Boxing and Unboxing in String.Format(...) ... is the following rationalized?
Asked Answered
H

7

26

I was doing some reading regarding boxing/unboxing, and it turns out that if you do an ordinary String.Format() where you have a value type in your list of object[] arguments, it will cause a boxing operation. For instance, if you're trying to print out the value of an integer and do string.Format("My value is {0}",myVal), it will stick your myVal int in a box and run the ToString function on it.

Browsing around, I found this article.

It appears you can avoid the boxing penalty simply by doing the .ToString on the value type before handing it on to the string.Format function: string.Format("My value is {0}",myVal.ToString())

  1. Is this really true? I'm inclined to believe the author's evidence.
  2. If this is true, why doesn't the compiler simply do this for you? Maybe it's changed since 2006? Does anybody know? (I don't have the time/experience to do the whole IL analysis)
Heteromorphic answered 12/12, 2011 at 16:18 Comment(2)
Nitpick: With string.Format("My value is {0}, myVal) it's calling a form string.Format(string, object) rather than string.Format(string, object[]). This has no bearing on the question, but it's worth noting that it has no bearing on the question - it applies across several similar calls.Hankins
One point to consider is if you use formatting like {0:n}, then myVal shows 1,234.00 and myVal.ToString() shows 1234. It's not the compiler's job to know what the resulting format will be.Taproom
H
18

The compiler doesn't do this for you because string.Format takes a params Object[]. The boxing happens because of the conversion to Object.

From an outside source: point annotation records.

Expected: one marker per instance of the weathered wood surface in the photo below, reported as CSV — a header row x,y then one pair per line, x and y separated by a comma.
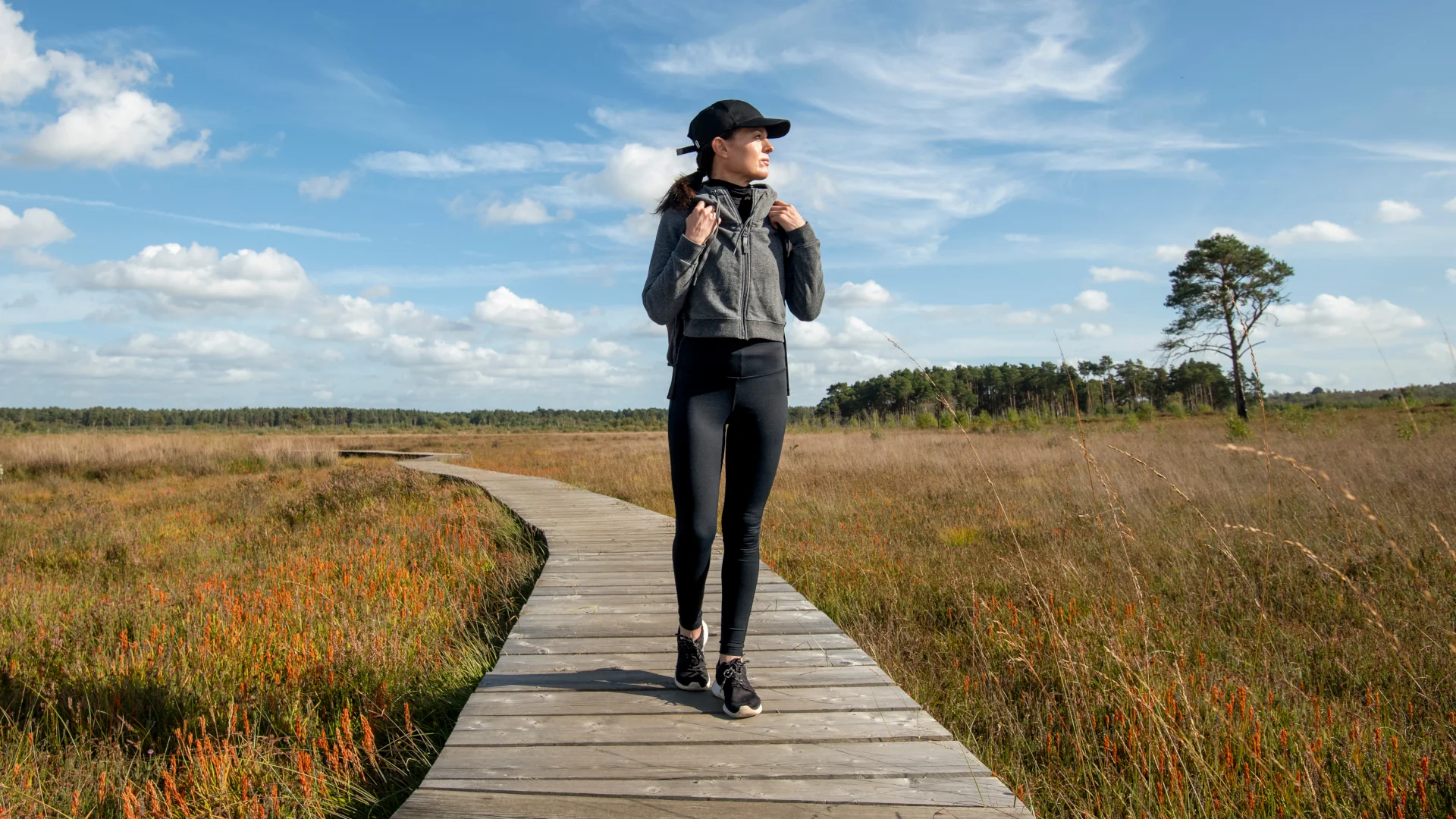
x,y
580,717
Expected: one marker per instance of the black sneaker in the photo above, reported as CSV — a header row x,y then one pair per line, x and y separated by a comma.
x,y
731,686
692,668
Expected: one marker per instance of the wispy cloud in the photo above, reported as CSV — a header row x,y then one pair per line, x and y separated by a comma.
x,y
270,226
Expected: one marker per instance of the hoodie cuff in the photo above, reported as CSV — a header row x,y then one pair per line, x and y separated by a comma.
x,y
802,235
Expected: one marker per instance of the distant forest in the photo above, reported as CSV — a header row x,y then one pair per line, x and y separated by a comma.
x,y
1100,388
998,391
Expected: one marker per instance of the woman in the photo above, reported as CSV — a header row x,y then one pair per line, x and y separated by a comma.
x,y
728,256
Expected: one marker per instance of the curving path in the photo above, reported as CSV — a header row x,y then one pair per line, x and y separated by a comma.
x,y
580,716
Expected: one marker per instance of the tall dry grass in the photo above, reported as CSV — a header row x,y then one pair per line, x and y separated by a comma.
x,y
191,642
1155,626
139,455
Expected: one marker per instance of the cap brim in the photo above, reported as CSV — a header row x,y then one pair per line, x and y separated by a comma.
x,y
774,127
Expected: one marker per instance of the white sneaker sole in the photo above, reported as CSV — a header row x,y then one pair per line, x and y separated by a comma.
x,y
702,643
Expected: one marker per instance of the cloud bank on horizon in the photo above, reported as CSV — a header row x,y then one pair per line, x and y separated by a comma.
x,y
471,229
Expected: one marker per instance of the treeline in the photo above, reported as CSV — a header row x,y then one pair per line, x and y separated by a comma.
x,y
1043,390
309,417
1351,398
55,419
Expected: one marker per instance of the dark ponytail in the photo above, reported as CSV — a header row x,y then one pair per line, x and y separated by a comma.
x,y
680,196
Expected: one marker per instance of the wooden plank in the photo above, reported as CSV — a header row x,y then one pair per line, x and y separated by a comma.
x,y
595,608
516,645
666,661
664,589
580,716
655,596
613,729
672,700
542,764
615,679
943,792
644,626
438,803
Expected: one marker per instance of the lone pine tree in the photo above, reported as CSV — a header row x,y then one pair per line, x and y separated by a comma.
x,y
1220,292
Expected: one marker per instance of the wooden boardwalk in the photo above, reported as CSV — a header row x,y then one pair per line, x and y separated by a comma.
x,y
580,716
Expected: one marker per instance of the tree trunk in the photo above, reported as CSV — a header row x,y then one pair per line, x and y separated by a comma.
x,y
1239,406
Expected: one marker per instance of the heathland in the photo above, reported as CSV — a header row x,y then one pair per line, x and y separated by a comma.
x,y
234,626
1138,617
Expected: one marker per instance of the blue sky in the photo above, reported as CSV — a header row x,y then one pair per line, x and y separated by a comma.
x,y
446,205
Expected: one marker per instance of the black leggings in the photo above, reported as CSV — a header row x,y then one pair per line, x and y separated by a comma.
x,y
740,385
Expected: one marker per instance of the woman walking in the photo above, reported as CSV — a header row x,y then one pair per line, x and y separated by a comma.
x,y
728,256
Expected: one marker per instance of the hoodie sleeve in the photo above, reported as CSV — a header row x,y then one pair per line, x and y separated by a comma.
x,y
805,278
670,271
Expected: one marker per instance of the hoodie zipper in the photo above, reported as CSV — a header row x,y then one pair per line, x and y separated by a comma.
x,y
747,257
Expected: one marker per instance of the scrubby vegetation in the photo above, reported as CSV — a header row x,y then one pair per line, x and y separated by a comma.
x,y
199,626
1163,623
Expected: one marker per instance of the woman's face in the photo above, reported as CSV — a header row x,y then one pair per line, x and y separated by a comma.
x,y
742,155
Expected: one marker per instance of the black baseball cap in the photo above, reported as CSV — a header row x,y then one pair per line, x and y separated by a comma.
x,y
726,115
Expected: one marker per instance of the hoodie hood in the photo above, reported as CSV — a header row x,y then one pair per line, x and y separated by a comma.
x,y
764,197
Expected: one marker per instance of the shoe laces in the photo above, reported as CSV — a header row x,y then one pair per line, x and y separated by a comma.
x,y
737,673
695,651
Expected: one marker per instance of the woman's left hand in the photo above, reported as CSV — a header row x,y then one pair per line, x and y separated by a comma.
x,y
783,216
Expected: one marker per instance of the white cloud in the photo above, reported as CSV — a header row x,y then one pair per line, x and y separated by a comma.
x,y
226,344
1024,318
1169,253
30,350
104,120
1338,316
55,359
599,349
856,334
488,158
463,363
504,308
1088,330
851,295
523,212
1120,275
127,129
22,71
1392,212
325,187
190,278
36,228
1094,300
357,318
1318,231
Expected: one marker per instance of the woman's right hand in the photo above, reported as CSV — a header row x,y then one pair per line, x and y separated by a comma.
x,y
701,223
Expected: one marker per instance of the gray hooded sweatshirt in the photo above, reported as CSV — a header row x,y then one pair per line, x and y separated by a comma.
x,y
736,284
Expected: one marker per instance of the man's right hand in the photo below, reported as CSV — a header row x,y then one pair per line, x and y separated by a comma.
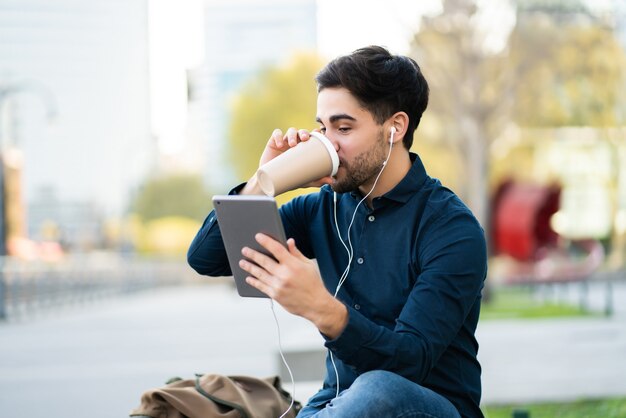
x,y
276,145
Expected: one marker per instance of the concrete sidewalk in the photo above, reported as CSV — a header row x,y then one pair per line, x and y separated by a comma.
x,y
96,360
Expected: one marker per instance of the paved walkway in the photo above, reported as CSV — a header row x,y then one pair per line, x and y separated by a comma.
x,y
96,360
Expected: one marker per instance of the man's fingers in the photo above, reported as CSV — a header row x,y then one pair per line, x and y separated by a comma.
x,y
274,247
258,258
278,138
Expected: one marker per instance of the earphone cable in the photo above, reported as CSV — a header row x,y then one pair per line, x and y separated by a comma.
x,y
282,356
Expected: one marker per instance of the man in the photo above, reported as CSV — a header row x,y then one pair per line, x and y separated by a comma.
x,y
404,256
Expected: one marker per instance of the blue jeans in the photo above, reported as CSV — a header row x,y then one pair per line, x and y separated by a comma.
x,y
382,394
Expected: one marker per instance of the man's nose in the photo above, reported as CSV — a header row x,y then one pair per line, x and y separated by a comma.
x,y
333,141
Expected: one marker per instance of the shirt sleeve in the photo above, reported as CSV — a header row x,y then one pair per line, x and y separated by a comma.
x,y
452,267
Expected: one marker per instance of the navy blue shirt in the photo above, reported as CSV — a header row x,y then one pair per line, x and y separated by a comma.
x,y
414,287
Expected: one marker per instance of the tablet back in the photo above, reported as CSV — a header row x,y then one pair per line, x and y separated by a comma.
x,y
240,217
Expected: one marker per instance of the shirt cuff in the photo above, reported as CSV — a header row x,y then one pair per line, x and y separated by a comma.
x,y
354,336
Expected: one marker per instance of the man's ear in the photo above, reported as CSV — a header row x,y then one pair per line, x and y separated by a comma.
x,y
400,122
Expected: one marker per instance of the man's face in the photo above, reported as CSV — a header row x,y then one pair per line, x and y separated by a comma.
x,y
359,140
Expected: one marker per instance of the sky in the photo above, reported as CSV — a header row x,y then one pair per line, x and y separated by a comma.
x,y
176,35
342,26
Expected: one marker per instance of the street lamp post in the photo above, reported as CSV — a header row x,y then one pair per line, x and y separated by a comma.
x,y
7,139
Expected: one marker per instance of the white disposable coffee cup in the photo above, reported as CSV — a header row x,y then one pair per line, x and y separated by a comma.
x,y
306,162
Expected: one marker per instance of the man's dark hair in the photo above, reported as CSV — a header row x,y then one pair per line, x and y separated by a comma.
x,y
382,83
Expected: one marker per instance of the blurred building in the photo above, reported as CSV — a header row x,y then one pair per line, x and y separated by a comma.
x,y
241,37
76,102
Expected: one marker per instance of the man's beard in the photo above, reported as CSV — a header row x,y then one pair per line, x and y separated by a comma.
x,y
365,166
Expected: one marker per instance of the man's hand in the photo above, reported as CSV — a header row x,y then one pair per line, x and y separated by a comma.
x,y
294,281
276,145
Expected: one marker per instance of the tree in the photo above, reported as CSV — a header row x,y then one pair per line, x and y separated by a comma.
x,y
470,94
560,66
181,195
572,80
279,97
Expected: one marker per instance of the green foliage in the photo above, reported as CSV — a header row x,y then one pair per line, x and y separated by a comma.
x,y
520,303
568,74
278,98
584,408
182,195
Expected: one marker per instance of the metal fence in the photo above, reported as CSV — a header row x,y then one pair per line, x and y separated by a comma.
x,y
28,287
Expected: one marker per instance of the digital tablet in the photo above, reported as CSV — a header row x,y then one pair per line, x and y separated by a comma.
x,y
240,218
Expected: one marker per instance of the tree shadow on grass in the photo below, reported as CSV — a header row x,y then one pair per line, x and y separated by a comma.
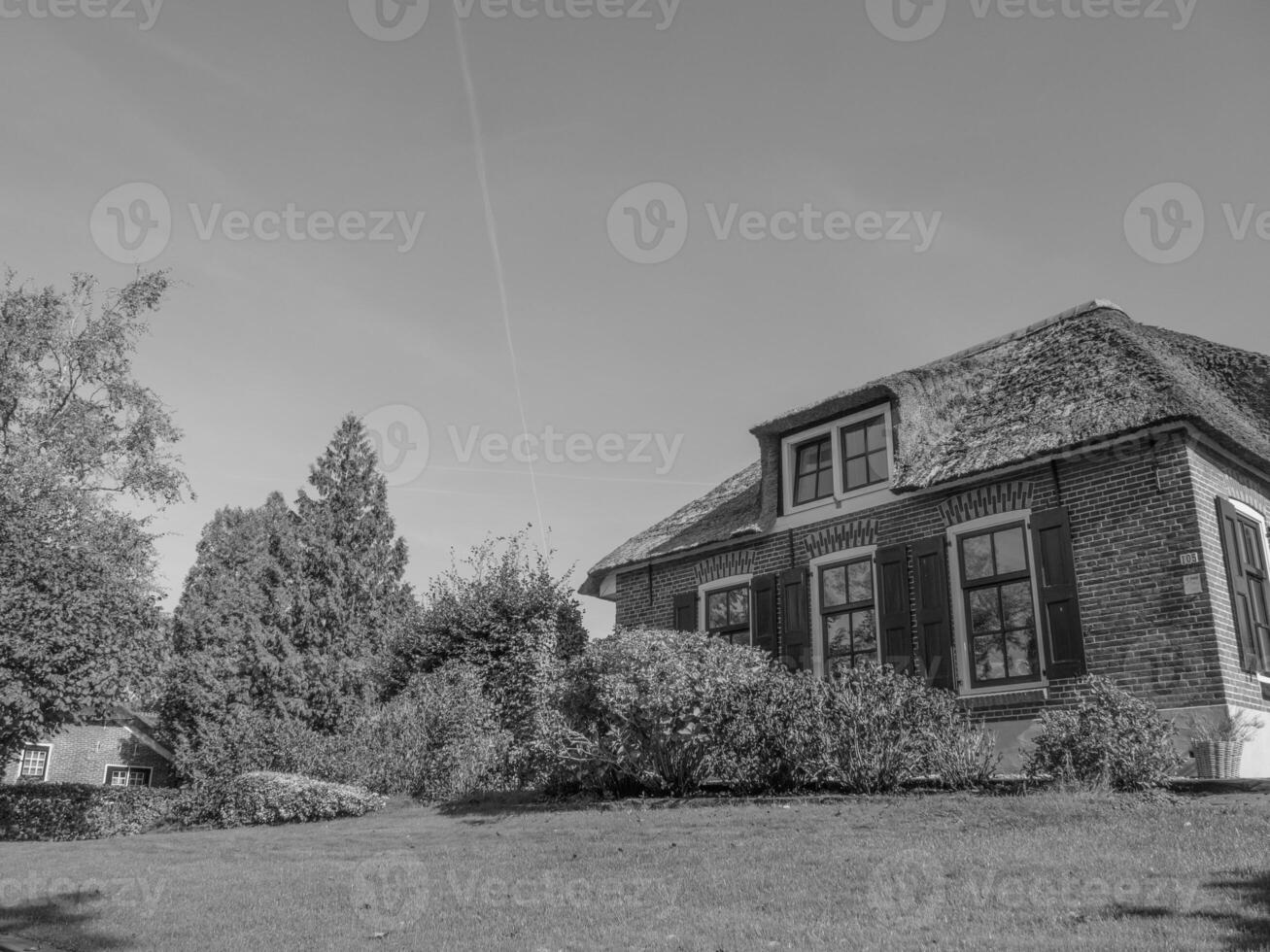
x,y
71,917
1249,924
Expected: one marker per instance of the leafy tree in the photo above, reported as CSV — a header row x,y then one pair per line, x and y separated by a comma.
x,y
503,612
79,625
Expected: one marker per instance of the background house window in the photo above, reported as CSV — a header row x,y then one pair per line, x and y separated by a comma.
x,y
865,459
127,776
728,615
1001,616
847,619
34,763
813,474
1244,541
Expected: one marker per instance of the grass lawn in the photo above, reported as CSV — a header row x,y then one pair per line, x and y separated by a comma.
x,y
1038,872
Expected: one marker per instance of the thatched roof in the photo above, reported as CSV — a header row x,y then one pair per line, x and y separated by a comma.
x,y
1087,375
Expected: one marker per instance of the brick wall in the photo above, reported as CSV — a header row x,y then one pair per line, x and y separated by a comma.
x,y
1133,512
1215,476
80,754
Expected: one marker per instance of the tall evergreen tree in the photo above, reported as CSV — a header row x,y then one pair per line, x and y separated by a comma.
x,y
351,600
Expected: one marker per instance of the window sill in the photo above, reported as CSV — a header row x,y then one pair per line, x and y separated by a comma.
x,y
1014,696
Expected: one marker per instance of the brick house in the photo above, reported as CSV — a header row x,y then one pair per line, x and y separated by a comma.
x,y
115,748
1086,495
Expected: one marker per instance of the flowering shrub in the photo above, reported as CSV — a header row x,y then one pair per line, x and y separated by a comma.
x,y
261,798
1112,739
644,711
73,811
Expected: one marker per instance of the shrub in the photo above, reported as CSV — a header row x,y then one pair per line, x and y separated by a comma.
x,y
879,729
261,798
962,753
772,735
74,811
1112,739
439,739
644,711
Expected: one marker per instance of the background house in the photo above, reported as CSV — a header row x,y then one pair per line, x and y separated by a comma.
x,y
115,748
1086,495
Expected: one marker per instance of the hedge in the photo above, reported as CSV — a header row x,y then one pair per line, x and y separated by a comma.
x,y
74,811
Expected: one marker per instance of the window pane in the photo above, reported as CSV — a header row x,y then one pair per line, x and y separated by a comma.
x,y
977,556
876,433
1016,605
1021,653
806,489
834,587
989,661
1012,555
807,459
839,629
864,632
718,603
877,466
853,439
861,582
984,611
857,472
824,484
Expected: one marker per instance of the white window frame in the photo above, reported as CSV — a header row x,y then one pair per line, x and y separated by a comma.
x,y
716,586
1252,513
149,772
21,760
846,555
960,624
834,429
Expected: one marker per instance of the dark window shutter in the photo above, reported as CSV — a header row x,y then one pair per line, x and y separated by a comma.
x,y
934,612
686,612
764,613
896,633
1055,583
795,625
1241,592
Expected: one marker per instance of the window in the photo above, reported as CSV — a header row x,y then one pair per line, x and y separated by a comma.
x,y
813,471
998,608
865,458
839,459
34,763
1244,539
127,776
848,622
728,615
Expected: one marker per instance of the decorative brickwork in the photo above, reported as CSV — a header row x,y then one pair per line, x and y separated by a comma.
x,y
987,500
839,538
725,566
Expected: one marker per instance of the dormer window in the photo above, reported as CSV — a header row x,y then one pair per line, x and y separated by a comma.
x,y
865,458
837,460
814,468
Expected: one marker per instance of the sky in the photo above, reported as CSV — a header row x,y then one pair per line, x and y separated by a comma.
x,y
563,254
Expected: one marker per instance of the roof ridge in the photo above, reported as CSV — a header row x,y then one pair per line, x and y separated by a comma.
x,y
1071,314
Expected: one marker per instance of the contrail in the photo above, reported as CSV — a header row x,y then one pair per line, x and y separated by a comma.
x,y
492,230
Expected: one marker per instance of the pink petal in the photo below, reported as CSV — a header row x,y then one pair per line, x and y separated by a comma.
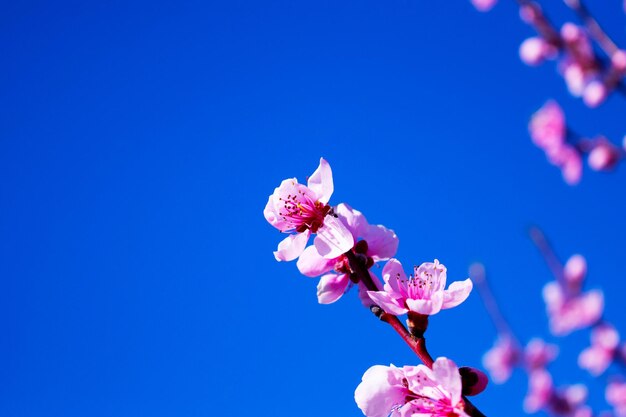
x,y
331,287
392,272
382,242
353,219
427,307
312,264
321,182
291,247
333,238
456,293
387,302
447,374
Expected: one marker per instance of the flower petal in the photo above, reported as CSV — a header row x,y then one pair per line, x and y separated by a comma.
x,y
291,247
331,287
382,242
456,293
333,238
312,264
321,182
385,301
427,307
447,374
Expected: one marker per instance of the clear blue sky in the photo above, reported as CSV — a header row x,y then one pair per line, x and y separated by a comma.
x,y
139,142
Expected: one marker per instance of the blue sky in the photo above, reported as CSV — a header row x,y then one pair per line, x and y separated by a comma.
x,y
139,142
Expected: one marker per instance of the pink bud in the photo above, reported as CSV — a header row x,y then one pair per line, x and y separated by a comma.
x,y
533,51
571,33
594,94
484,5
474,381
618,60
575,270
603,156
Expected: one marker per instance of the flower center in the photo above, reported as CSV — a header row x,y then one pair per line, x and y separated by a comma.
x,y
302,213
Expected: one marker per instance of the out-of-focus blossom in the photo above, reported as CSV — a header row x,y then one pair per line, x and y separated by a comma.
x,y
301,210
377,243
575,271
538,354
604,348
484,5
616,396
533,51
539,391
423,292
411,391
604,156
501,359
571,312
548,131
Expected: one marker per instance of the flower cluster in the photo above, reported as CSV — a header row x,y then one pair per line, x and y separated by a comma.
x,y
345,247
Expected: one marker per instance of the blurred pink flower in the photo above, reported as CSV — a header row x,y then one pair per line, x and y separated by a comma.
x,y
377,244
616,396
411,391
604,344
501,359
538,354
294,207
423,292
604,155
484,5
571,312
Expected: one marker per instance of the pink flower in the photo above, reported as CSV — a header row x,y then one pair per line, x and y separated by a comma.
x,y
501,359
547,126
411,391
540,391
604,155
538,354
377,244
571,312
422,292
616,396
294,207
604,344
575,271
484,5
533,51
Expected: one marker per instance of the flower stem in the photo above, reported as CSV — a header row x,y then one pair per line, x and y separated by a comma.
x,y
417,344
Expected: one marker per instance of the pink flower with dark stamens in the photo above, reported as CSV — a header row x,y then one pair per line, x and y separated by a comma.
x,y
603,350
377,243
423,292
303,210
538,354
412,391
501,359
569,312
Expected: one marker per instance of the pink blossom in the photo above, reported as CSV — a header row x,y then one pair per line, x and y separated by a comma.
x,y
501,359
547,126
571,312
533,51
538,354
412,391
574,271
616,396
301,209
422,292
377,243
604,344
540,391
604,155
484,5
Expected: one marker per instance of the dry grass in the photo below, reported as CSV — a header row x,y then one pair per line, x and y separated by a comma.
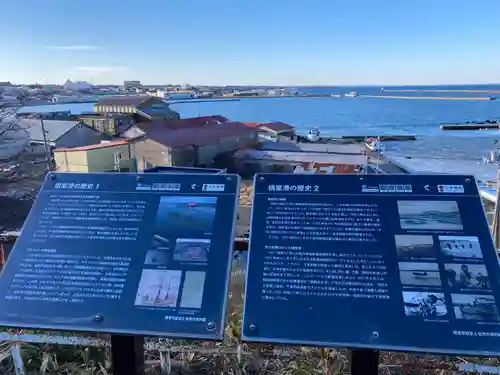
x,y
228,357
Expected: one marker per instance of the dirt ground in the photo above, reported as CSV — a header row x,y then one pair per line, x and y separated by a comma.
x,y
244,208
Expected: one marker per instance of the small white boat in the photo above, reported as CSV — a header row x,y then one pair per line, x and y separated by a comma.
x,y
373,144
351,94
313,135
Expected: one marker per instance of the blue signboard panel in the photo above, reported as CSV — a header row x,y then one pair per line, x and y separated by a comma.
x,y
145,254
390,262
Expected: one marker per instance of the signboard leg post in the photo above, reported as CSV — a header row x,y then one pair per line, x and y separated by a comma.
x,y
363,362
127,353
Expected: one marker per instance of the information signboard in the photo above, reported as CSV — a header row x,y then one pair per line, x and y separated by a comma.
x,y
390,262
145,254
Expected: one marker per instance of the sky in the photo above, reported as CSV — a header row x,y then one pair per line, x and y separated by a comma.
x,y
251,42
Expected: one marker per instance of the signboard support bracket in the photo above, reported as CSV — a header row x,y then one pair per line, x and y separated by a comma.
x,y
127,353
363,362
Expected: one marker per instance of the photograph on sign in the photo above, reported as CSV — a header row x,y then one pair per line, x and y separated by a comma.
x,y
415,266
433,215
192,249
479,307
140,258
424,304
460,247
467,276
185,216
158,288
420,274
192,290
409,246
159,256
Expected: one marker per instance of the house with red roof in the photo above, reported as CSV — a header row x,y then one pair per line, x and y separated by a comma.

I don't think the compiler tends to special case methods, so it won't remove boxing in cases like this.

Yes in many cases it is true that the compiler won't do boxing if you call ToString() first. If it uses the implementation from Object I think it would still have to box.

Ultimately the string.Format parsing of the format string itself is going to be much slower than any boxing operation, so the overhead is negligible.

Haroun answered 12/12, 2011 at 16:21 Comment(1)
The MSIL for the String.Format("test {0}", someInt) has a box operation in, whilst the MSIL for String.Format("test {0}", someInt.ToString()) doesn't. Empirically, I agree, the parsing of the format string is definitely the slow part.Gast
D
12

1: yes, as long as the value-type overrides ToString(), which all the inbuilt types do.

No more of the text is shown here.